Austin could soon be home to a state music museum. It seems fitting, but not everyone agrees. There's already controversy from other cities and private museums.

The Senate Business and Commerce Committee left the bill pending Tuesday afternoon. That means supporters and opponents will continue their fight.

"These are the old one's. They're from the 70's and 80's," says Texas music icon Ray Benson, Asleep at the Wheel.

If you step foot inside the studio of Texas music icon Ray Benson, you would say he has a museum himself. It's no surprise that he is a big supporter of having one built by the state.

"I moved here 45 years ago because of the music and became a Texan. I played Texas music because of the allure of it. Stevie Ray Vaughn, Willie Nelson, Flaco Jimenez," says Benson. 

Senate Bill 1147 is co-authored by Sen. Kirk Watson. It plans to create a state museum to preserve, recognize, and celebrate the rich and varied heritage of Texas music and Texas musicians. The proposed idea is for it to sit right across the street from the Bob Bullock State History Museum and the Blanton Museum of Art.

"The reason we're advocating, is because this is the state capitol. That is the Bob Bullock Texas Museum, that is the Blanton Art Museum, that is the University of Texas and this fits in very well. They've already allocated space and buildings that are going to be built," says Benson.

Other cities don't think the process is fair. They would like a chance to compete for the museum.
Benson says regardless, it's a building - what you put in it is what really matters.

"What about rhythm and blues, what about blues, what about rock and roll, what about classical, what about conjunto, what about mariachi - there's dozens and dozens. What about cajun music, etc. That is what is great about Texas, we have the most varied and eclectic music around. We should celebrate all of it," says Benson.

The Senate Business and Commerce Committee heard from both sides on Tuesday. Then there are the private museums. Many think building a state museum would eventually put them out of business.

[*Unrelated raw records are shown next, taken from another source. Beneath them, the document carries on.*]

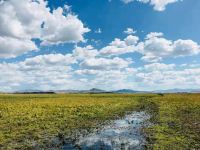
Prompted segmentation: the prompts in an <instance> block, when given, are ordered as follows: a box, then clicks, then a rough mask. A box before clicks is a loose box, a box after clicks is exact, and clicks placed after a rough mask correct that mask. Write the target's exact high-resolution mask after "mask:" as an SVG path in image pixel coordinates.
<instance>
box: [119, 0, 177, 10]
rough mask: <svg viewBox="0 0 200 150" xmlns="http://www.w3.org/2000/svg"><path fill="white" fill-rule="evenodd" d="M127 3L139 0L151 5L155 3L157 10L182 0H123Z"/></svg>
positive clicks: (153, 5) (155, 7) (154, 9)
mask: <svg viewBox="0 0 200 150" xmlns="http://www.w3.org/2000/svg"><path fill="white" fill-rule="evenodd" d="M121 1H122V2H124V3H125V4H128V3H131V2H134V1H137V2H141V3H149V4H150V5H153V8H154V10H156V11H164V10H165V9H166V6H167V5H169V4H172V3H175V2H178V1H180V0H121Z"/></svg>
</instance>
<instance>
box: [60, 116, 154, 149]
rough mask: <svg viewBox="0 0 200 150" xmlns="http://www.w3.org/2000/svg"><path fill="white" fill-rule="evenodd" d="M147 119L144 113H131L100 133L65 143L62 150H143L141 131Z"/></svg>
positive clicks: (83, 137)
mask: <svg viewBox="0 0 200 150" xmlns="http://www.w3.org/2000/svg"><path fill="white" fill-rule="evenodd" d="M149 118H150V117H149V115H148V114H146V113H145V112H133V113H131V114H129V115H126V116H125V117H124V118H122V119H117V120H114V121H111V123H110V124H109V125H107V126H105V127H103V128H102V129H101V130H100V131H97V132H95V133H90V134H89V135H87V136H84V137H80V138H79V139H78V140H76V141H74V142H67V143H66V144H65V145H64V146H63V147H62V149H63V150H76V149H81V150H88V149H95V150H99V149H103V150H111V149H112V150H113V149H115V150H118V149H119V150H121V149H124V150H126V149H127V150H128V149H138V150H141V149H144V146H145V144H146V140H145V137H144V135H143V134H142V131H141V130H142V128H143V127H145V126H147V125H148V122H147V120H148V119H149Z"/></svg>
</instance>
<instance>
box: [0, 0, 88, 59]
mask: <svg viewBox="0 0 200 150" xmlns="http://www.w3.org/2000/svg"><path fill="white" fill-rule="evenodd" d="M68 10H69V9H68V7H64V8H61V7H58V8H57V9H54V10H53V11H52V12H51V11H50V8H49V7H48V6H47V1H44V0H38V1H32V0H21V1H20V3H19V2H18V1H16V0H9V1H1V3H0V38H1V41H3V40H4V41H6V40H7V39H10V40H8V41H7V43H8V42H9V43H10V44H9V45H13V47H14V46H16V47H17V48H16V52H15V50H13V48H12V46H9V45H8V44H7V43H5V44H4V45H3V46H2V44H1V45H0V57H4V56H5V57H14V56H18V55H20V54H22V52H28V51H31V50H35V49H37V46H36V45H35V43H34V42H33V41H32V39H40V40H41V41H42V44H43V45H47V44H59V43H68V42H79V41H84V37H83V34H84V33H87V32H89V29H88V28H85V27H84V25H83V23H82V22H81V21H80V20H79V19H78V17H77V16H76V15H74V14H72V13H71V12H69V11H68ZM24 42H27V44H23V43H24ZM20 46H21V48H20ZM19 49H21V51H20V52H19ZM5 51H6V54H5Z"/></svg>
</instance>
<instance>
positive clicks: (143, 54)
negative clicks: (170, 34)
mask: <svg viewBox="0 0 200 150" xmlns="http://www.w3.org/2000/svg"><path fill="white" fill-rule="evenodd" d="M141 45H142V46H141V49H138V52H139V53H142V54H143V55H144V56H143V57H142V60H144V61H149V62H156V61H159V60H161V59H162V58H165V57H174V58H176V57H183V56H192V55H197V54H199V53H200V45H198V43H196V42H194V41H192V40H190V39H189V40H182V39H178V40H175V41H172V40H168V39H165V38H164V37H163V34H162V33H150V34H148V35H147V36H146V39H145V40H144V41H143V42H141Z"/></svg>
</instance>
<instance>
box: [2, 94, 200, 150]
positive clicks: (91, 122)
mask: <svg viewBox="0 0 200 150" xmlns="http://www.w3.org/2000/svg"><path fill="white" fill-rule="evenodd" d="M130 111H146V112H148V113H149V114H150V115H151V119H150V122H151V123H152V125H151V126H149V127H147V128H146V129H144V134H145V136H146V139H147V141H148V144H147V145H146V149H155V150H168V149H170V150H173V149H175V150H176V149H200V136H199V135H200V94H52V95H51V94H45V95H43V94H42V95H40V94H36V95H23V94H16V95H15V94H1V95H0V149H20V150H21V149H48V148H52V147H53V146H56V144H57V143H56V142H55V141H54V140H53V139H55V138H57V139H59V141H61V142H62V140H63V139H64V138H67V137H69V138H72V139H73V138H76V137H78V136H79V135H81V134H87V133H88V132H90V131H93V130H95V129H96V128H98V127H101V126H102V125H103V124H105V123H106V122H107V121H108V120H111V119H115V118H118V117H122V116H124V115H125V113H127V112H130ZM61 144H62V143H61Z"/></svg>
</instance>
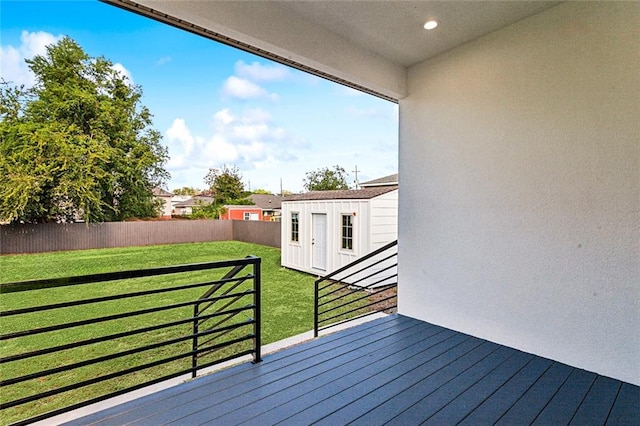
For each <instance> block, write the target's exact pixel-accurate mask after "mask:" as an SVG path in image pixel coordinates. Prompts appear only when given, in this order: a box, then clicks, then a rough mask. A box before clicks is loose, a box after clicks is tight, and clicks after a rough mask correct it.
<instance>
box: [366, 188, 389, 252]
mask: <svg viewBox="0 0 640 426" xmlns="http://www.w3.org/2000/svg"><path fill="white" fill-rule="evenodd" d="M370 202H371V208H370V209H369V212H370V215H371V219H370V220H369V223H370V226H369V234H370V235H369V250H368V251H373V250H375V249H378V248H380V247H382V246H384V245H385V244H388V243H390V242H392V241H395V240H397V239H398V190H395V191H391V192H387V193H386V194H383V195H380V196H379V197H375V198H373V199H371V201H370ZM363 254H366V253H363Z"/></svg>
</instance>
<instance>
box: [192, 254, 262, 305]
mask: <svg viewBox="0 0 640 426" xmlns="http://www.w3.org/2000/svg"><path fill="white" fill-rule="evenodd" d="M249 257H251V258H255V256H247V258H249ZM247 266H248V265H244V264H243V265H237V266H234V267H233V268H232V269H231V270H230V271H229V272H227V273H226V274H225V275H224V276H223V277H222V279H223V280H224V279H230V278H233V277H235V276H236V275H238V273H239V272H240V271H242V270H243V269H244V268H246V267H247ZM249 275H251V277H253V274H249ZM214 287H215V286H214ZM214 287H211V288H210V289H209V290H208V291H206V292H205V293H204V294H203V295H202V296H200V299H206V298H208V297H209V296H211V294H212V293H215V292H216V291H218V288H219V287H218V288H214Z"/></svg>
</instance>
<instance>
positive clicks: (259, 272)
mask: <svg viewBox="0 0 640 426" xmlns="http://www.w3.org/2000/svg"><path fill="white" fill-rule="evenodd" d="M261 262H262V259H261V258H259V257H256V258H255V259H254V262H253V289H254V291H255V293H254V295H253V301H254V302H253V304H254V306H255V308H254V315H253V316H254V319H255V323H254V324H253V333H254V335H255V337H254V339H253V346H254V348H253V349H254V354H253V363H254V364H256V363H258V362H260V361H262V353H261V352H262V331H261V329H262V290H261V286H262V279H261V276H260V263H261Z"/></svg>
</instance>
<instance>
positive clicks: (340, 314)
mask: <svg viewBox="0 0 640 426" xmlns="http://www.w3.org/2000/svg"><path fill="white" fill-rule="evenodd" d="M394 297H396V296H395V295H394V296H389V297H387V298H385V299H380V300H377V301H375V302H373V303H369V304H367V305H363V306H359V307H358V308H356V309H352V310H350V311H346V312H343V313H341V314H338V315H333V316H331V317H328V318H325V319H320V318H318V324H320V323H323V322H327V321H329V320H332V319H334V318H340V317H341V316H344V315H346V314H350V313H351V312H357V311H359V310H361V309H365V308H368V307H370V306H374V305H377V304H378V303H380V302H385V301H387V300H391V299H393V298H394ZM395 307H396V306H390V307H389V308H385V309H390V308H395ZM327 312H329V311H327ZM324 313H326V312H324Z"/></svg>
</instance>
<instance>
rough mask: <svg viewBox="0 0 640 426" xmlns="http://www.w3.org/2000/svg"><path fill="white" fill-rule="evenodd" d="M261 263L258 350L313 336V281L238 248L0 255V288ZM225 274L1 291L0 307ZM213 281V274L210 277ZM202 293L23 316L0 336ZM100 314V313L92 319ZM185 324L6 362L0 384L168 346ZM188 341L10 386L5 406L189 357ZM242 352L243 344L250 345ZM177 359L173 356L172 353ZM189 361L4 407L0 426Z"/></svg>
mask: <svg viewBox="0 0 640 426" xmlns="http://www.w3.org/2000/svg"><path fill="white" fill-rule="evenodd" d="M250 254H251V255H255V256H258V257H260V258H262V304H263V305H262V306H263V309H262V338H263V342H262V343H263V344H267V343H270V342H274V341H277V340H281V339H283V338H286V337H289V336H292V335H295V334H298V333H302V332H305V331H308V330H310V329H312V328H313V281H314V277H312V276H310V275H307V274H302V273H298V272H295V271H291V270H288V269H285V268H282V267H281V266H280V250H279V249H275V248H271V247H265V246H259V245H255V244H248V243H241V242H212V243H193V244H177V245H163V246H149V247H127V248H116V249H103V250H85V251H69V252H56V253H45V254H32V255H15V256H2V257H0V282H12V281H23V280H31V279H42V278H57V277H67V276H76V275H86V274H94V273H100V272H112V271H124V270H133V269H143V268H150V267H157V266H168V265H179V264H186V263H199V262H209V261H216V260H228V259H238V258H243V257H245V256H247V255H250ZM225 272H226V270H224V271H219V272H218V273H217V276H216V277H211V273H210V271H206V272H204V271H201V272H196V273H188V274H181V275H180V276H175V277H174V278H167V276H164V277H153V278H139V279H132V280H121V281H113V282H108V283H98V284H87V285H80V286H72V287H59V288H56V289H44V290H37V291H29V292H21V293H5V294H1V295H0V309H1V310H9V309H16V308H19V307H26V306H33V305H39V304H46V303H54V302H60V301H66V300H78V299H83V298H87V297H96V296H106V295H112V294H120V293H123V292H129V291H138V290H145V289H149V288H159V287H163V286H175V285H177V284H180V283H194V282H203V281H207V280H210V279H217V278H219V277H221V276H222V275H223V274H224V273H225ZM207 274H209V275H207ZM204 289H206V287H204V288H200V289H191V290H188V291H181V292H177V293H162V294H161V295H157V296H145V297H138V298H135V299H122V300H117V301H112V302H105V303H101V304H100V305H99V307H97V305H96V306H95V307H94V305H86V306H84V307H82V308H78V307H76V308H64V309H60V310H55V311H49V312H46V313H34V314H28V315H25V316H18V318H16V317H7V318H4V319H3V320H2V325H1V327H2V333H7V332H12V331H17V330H21V329H25V328H32V327H39V326H45V325H49V324H60V323H65V322H69V321H74V320H79V319H84V318H87V317H90V316H96V315H98V316H101V315H106V314H112V313H118V312H126V311H131V310H135V309H143V308H144V307H146V306H153V305H154V304H155V305H157V304H158V302H163V303H165V304H166V303H176V302H180V301H183V300H193V299H194V298H197V297H198V296H199V295H200V294H202V293H203V292H204ZM189 309H192V308H187V309H176V310H175V312H174V311H168V312H167V311H165V312H162V313H156V314H153V315H144V316H140V317H134V318H132V319H128V320H127V321H110V322H107V323H100V324H97V325H92V326H86V327H82V328H81V329H80V330H79V331H75V329H74V331H73V332H72V333H69V332H68V331H66V332H65V331H60V332H50V333H44V334H39V335H36V336H30V337H27V338H21V339H15V340H8V341H4V342H2V345H1V346H0V352H1V353H0V355H1V356H3V357H4V356H8V355H11V354H15V353H22V352H24V351H25V350H33V349H40V348H43V347H50V346H53V345H59V344H64V343H69V342H74V341H78V340H81V339H85V338H91V337H94V336H96V335H104V334H108V333H115V332H121V331H123V330H129V329H133V328H137V327H141V326H144V325H151V324H154V323H157V322H158V321H169V320H172V319H179V318H185V317H186V316H188V315H189ZM92 310H94V311H95V310H99V312H92ZM189 327H190V326H187V327H186V328H185V326H182V327H174V328H173V329H165V330H163V331H162V333H163V334H162V333H161V334H160V335H159V334H158V333H149V334H148V335H147V334H145V335H138V336H136V337H135V339H131V338H129V339H128V340H127V339H120V340H118V341H110V342H108V343H101V344H95V345H90V346H85V347H82V348H74V349H70V350H66V351H63V352H60V353H57V354H53V355H48V356H43V357H37V358H31V359H27V360H24V361H18V362H12V363H8V364H3V365H1V366H0V368H1V370H0V373H2V378H3V379H6V378H10V377H15V376H19V375H23V374H26V373H30V372H35V371H40V370H43V369H46V368H51V367H56V366H59V365H66V364H69V363H72V362H76V361H78V360H80V359H87V358H93V357H96V356H102V355H104V354H108V353H114V352H116V353H117V352H121V351H124V350H127V349H130V348H131V347H139V346H143V345H145V344H151V343H153V342H154V341H157V339H158V338H172V337H176V336H182V335H185V333H186V332H188V329H189ZM189 345H190V342H189V341H186V342H182V343H180V344H176V345H173V346H168V347H164V348H161V349H158V350H154V351H150V352H142V353H139V354H136V355H132V356H127V357H124V358H117V359H114V360H111V361H108V362H105V363H101V364H99V365H93V366H87V367H82V368H79V369H76V370H71V371H69V372H65V373H58V374H54V375H53V376H48V377H43V378H39V379H34V380H29V381H26V382H23V383H21V384H16V385H13V386H10V387H9V388H7V389H4V390H2V391H0V393H1V396H0V398H1V400H2V401H8V400H13V399H16V398H18V397H22V396H25V395H29V394H32V393H34V392H36V391H43V390H46V389H53V388H56V387H59V386H63V385H66V384H69V383H77V382H78V381H81V380H86V379H89V378H92V377H97V376H100V375H103V374H105V373H107V372H110V371H118V370H122V369H124V368H129V367H131V366H133V365H138V364H140V363H145V362H150V361H153V360H154V359H158V358H162V357H167V356H170V355H171V354H173V353H175V351H178V350H180V351H185V350H189V349H188V348H189V347H190V346H189ZM247 345H248V343H247ZM172 351H173V352H172ZM189 362H190V360H189V359H185V360H182V361H180V362H176V363H172V364H167V365H164V366H162V367H157V368H154V369H153V371H151V370H145V371H144V372H142V373H137V374H133V375H130V376H131V377H129V376H127V377H126V378H120V379H116V380H110V381H107V382H102V383H100V384H97V385H91V386H87V387H85V388H83V389H82V390H81V391H72V392H67V393H64V394H61V395H58V396H52V397H50V398H46V399H43V400H41V401H36V402H33V403H29V404H25V405H24V406H19V407H15V408H13V409H8V410H6V411H5V412H3V413H2V414H0V416H1V417H0V422H1V423H2V424H5V423H8V422H11V421H15V420H18V419H20V418H25V417H29V416H32V415H34V414H37V413H40V412H46V411H49V410H51V409H54V408H58V407H61V406H66V405H70V404H72V403H73V402H76V401H79V400H82V399H85V398H87V397H90V396H94V395H99V394H101V393H106V392H107V391H112V390H116V389H122V388H124V387H127V386H131V385H133V384H136V383H140V382H141V381H146V380H149V379H151V378H153V377H159V376H162V375H164V374H168V373H171V372H172V371H177V369H182V368H185V365H188V364H189Z"/></svg>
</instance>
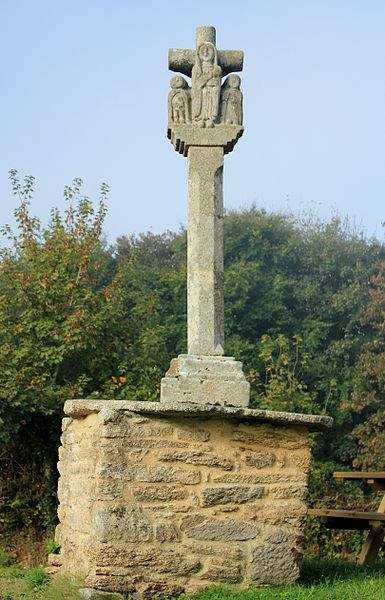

"It's like, we've gone and done something that nobody else was doing for so many years. Instead of the state coming and saying, 'hey thank you for doing this.' It's kind of like they came and just gave us a big punch in the gut and said, 'get out of here.' We're really disheartened by that," says Thomas Kreason, founder, Texas Musicians Museum in Irving.

What they want is to be involved in the process. Benson says that has been the case and will continue to be.

"It's what they call traveling exhibits. Every museum does it. Every one of these museums is necessary for the success of this new museum and that's the bottom line," says Benson.

Under the bill, no state money would be used. Instead, the museum would be operated by the State Preservation Board. They would be responsible for fundraising.